Modeling closed-loop control of installation noise using Ginzburg-Landau equation

TL;DR

This paper develops a Ginzburg-Landau based model to study closed-loop control of aircraft installation noise, comparing causal resolvent control with wave-cancellation, and examining how sensor placement affects control effectiveness.

Contribution

It introduces a simplified yet realistic model for installation noise control, analyzing the impact of causality and sensor placement on control performance.

Findings

Causality constraints reduce control performance when sensors are downstream.

Optimal causal control can mitigate some limitations of causality.

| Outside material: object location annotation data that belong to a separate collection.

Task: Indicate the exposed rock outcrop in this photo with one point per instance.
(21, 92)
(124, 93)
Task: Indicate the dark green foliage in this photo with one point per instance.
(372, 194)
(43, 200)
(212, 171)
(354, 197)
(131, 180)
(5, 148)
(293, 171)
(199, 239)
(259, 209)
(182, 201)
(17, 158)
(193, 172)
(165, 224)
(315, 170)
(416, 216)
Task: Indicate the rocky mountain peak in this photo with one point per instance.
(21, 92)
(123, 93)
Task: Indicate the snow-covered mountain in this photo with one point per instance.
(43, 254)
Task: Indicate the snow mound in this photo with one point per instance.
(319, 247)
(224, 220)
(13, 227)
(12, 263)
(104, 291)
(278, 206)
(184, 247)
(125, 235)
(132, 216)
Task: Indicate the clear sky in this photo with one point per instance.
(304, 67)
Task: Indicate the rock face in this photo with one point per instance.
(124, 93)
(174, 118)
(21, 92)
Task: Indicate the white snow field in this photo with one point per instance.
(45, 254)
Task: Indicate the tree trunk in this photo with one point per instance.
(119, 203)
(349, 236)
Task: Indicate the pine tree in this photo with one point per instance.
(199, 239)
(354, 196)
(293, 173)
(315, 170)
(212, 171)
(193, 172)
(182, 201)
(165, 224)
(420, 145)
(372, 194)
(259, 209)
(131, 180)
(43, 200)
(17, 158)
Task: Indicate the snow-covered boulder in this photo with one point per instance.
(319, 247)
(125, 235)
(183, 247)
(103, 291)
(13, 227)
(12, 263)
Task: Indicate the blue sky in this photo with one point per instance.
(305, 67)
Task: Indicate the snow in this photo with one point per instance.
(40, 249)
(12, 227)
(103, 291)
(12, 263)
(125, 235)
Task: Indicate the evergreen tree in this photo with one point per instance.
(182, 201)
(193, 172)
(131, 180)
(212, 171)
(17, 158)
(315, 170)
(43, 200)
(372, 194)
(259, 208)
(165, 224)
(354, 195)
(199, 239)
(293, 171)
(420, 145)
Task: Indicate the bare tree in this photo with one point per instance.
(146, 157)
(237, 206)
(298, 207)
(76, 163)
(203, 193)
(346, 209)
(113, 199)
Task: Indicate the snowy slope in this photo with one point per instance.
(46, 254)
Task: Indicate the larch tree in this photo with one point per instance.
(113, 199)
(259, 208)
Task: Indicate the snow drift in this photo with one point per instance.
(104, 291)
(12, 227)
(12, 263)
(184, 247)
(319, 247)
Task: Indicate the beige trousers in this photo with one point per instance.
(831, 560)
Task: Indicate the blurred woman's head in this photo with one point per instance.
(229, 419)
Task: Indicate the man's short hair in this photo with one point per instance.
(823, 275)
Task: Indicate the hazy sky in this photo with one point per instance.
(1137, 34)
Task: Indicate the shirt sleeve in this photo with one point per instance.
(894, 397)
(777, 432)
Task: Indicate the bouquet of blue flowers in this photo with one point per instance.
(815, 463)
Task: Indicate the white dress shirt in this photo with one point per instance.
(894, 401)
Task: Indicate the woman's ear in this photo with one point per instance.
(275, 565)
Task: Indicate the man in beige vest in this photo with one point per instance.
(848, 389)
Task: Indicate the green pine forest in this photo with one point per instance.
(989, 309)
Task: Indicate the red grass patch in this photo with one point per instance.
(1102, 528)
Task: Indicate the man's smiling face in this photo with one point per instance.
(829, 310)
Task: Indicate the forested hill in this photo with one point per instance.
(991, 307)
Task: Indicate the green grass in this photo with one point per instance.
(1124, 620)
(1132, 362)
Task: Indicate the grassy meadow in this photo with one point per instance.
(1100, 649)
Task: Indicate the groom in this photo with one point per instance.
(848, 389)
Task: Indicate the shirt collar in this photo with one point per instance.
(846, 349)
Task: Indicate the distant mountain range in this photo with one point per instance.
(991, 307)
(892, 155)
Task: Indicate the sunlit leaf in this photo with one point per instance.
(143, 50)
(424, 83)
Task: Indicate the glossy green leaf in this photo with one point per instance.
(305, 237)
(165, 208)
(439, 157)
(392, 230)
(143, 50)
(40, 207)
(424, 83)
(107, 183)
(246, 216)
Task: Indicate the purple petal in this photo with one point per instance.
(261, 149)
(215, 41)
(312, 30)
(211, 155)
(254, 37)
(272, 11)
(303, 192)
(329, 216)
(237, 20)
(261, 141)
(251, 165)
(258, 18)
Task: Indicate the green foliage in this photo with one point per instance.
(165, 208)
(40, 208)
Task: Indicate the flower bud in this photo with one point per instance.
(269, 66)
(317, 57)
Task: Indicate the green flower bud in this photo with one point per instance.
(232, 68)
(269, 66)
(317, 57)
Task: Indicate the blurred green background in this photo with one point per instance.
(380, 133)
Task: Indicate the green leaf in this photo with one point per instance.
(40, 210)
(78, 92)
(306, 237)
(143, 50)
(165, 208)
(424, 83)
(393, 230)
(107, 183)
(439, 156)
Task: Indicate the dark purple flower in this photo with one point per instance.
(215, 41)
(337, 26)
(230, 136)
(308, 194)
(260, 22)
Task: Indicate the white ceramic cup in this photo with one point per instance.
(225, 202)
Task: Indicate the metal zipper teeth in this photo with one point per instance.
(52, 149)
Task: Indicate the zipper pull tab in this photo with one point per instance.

Modeling forcing effects improves control effectiveness.

Abstract

Installation noise is a dominant source associated with aircraft jet engines. Recent studies show that linear wavepacket models can be employed for prediction of installation noise, which suggests that linear control strategies can also be adopted for mitigation of it. We present here a simple model to test different control approaches and highlight the potential restrictions on a successful noise control in an actual jet. The model contains all the essential elements for a realistic representation of the actual control problem: a stochastic wavepacket is obtained via a linear Ginzburg-Landau model; the effect of the wing trailing edge is accounted for by introducing a semi-infinite half plane near the wavepacket; and the actuation is achieved by placing a dipolar point source at the trailing edge, which models a piezoelectric actuator. An optimal causal resolvent-based control method is compared against the classical wave-cancellation method. The effect of the causality constraint on the control performance is tested by placing the sensor at different positions. We demonstrate that when the sensor is not positioned sufficiently upstream of the trailing edge, which can be the case for the actual control problem due to geometric restrictions, causality reduces the control performance. We also show that this limitation can be moderated using the optimal causal control together with modelling of the forcing.